The remaining 16 babies (very roughly) have a risk profile that suggests treatment using NICE, but not when using SRC.
Previous guidelines (such as NICE) lead to about 20,000 of the babies being screened and treated, in order to cover those 16 babies during the asymptomatic period. Using the SRC reduces this number to about 4,000.
In other words, if I have my estimates somewhere near right, another 16,000 sepsis evaluations and antibiotic treatments are required to cover the 16 babies who are identified as being at risk by NICE but not by the SRC.
I think we should question whether 999 unnecessary sepsis screens and antibiotic courses are justified by 1 baby treated during the pre-clinical period; especially as there are twice as many babies who are asymptomatic who are not screened at all, using any standard, which means we must remain vigilant for the occurrence of sepsis in all newborn infants, and be ready to screen and treat when signs of sepsis develop.
Only one death was recorded in this study, among a baby who had clinical signs from birth, none of the babies treated after they developed signs at >4 hours of age died.
One thing that struck me was the enormous proportion of neonatal sepsis caused by Group B Streptococcus in this study, which was 90%. As a disease that has almost disappeared in North America, I don’t think the conclusions of this study, or the rough calculations that I did, can be translated directly to my practice.

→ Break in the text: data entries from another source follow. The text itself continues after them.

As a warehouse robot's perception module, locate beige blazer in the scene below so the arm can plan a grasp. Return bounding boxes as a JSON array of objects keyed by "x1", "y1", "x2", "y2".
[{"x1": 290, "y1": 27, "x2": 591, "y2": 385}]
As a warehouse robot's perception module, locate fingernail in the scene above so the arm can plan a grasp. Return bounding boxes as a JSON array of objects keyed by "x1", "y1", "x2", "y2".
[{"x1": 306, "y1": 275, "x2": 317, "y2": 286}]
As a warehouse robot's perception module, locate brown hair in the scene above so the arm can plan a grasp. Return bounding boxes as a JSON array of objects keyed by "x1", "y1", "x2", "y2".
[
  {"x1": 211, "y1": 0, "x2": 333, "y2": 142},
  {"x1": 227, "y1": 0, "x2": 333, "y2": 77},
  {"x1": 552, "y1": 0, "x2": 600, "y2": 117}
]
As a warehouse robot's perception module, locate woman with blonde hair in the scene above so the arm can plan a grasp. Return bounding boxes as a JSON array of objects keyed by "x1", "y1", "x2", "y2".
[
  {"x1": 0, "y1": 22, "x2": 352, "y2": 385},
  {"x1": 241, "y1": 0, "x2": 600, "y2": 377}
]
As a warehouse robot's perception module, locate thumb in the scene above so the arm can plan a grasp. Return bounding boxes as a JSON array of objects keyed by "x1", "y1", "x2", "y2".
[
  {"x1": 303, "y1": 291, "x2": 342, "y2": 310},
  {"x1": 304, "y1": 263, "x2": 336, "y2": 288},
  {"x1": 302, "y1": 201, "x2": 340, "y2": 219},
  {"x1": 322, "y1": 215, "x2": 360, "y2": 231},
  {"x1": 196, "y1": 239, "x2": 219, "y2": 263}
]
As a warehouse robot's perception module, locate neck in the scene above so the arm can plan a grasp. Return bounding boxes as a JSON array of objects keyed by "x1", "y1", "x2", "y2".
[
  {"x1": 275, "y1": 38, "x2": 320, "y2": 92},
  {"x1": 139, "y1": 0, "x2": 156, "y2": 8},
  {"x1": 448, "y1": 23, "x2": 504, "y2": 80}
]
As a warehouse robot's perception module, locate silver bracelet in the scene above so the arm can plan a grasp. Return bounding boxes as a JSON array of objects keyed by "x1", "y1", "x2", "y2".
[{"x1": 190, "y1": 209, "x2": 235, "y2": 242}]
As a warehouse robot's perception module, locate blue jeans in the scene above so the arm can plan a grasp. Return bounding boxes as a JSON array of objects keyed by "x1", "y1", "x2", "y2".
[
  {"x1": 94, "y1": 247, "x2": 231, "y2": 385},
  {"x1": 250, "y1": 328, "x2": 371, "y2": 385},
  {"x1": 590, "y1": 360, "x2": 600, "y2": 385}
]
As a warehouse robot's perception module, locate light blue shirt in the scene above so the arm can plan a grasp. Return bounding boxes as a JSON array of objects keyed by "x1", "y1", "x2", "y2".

The total incidence of EOS in Canada is currently much lower than that reported in this paper, probably about 0.1/1000 among term and late preterm babies, about 50% of which are GBS (Sgro M, et al. Population-based study of early-onset neonatal sepsis in Canada. Paediatr Child Health. 2019;24(2):e66-e73). In other words, early-onset GBS disease is about 1/10 as common here as in the south-west of the UK. Time for universal GBS screening in pregnancy in the UK, anyone?
This study, although not directly applicable everywhere, does confirm that there will be a few babies with early-onset neonatal sepsis that develop clinical signs after the first few hours of life, that are not identified by current approaches before they become sick. But they are very few in number, which means that staying vigilant for signs of sepsis is vital for all clinicians caring for newborns. Dramatic reductions in unnecessary sepsis screens and treatments can be accomplished with a small risk that some truly infected babies will present and be treated later.
The NICE guidelines give an NNT of about 250 (20,000 screened for 50 babies with EOS without early clinical signs), compared to about 50 for the SRC. Each one of the extra 16 babies identified by NICE guidelines requires an extra 1,000 screens and treatments.
Which is a lot.
I’m very intrigued by the fact that all of the 31 babies who did not screen positive and were only treated after they developed symptoms survived. My understanding for why we tolerate using a screening test with such a low positive predictive value was that the downside of missing a baby and not starting treatment pre-symptomatically was so great, but these data don’t support that.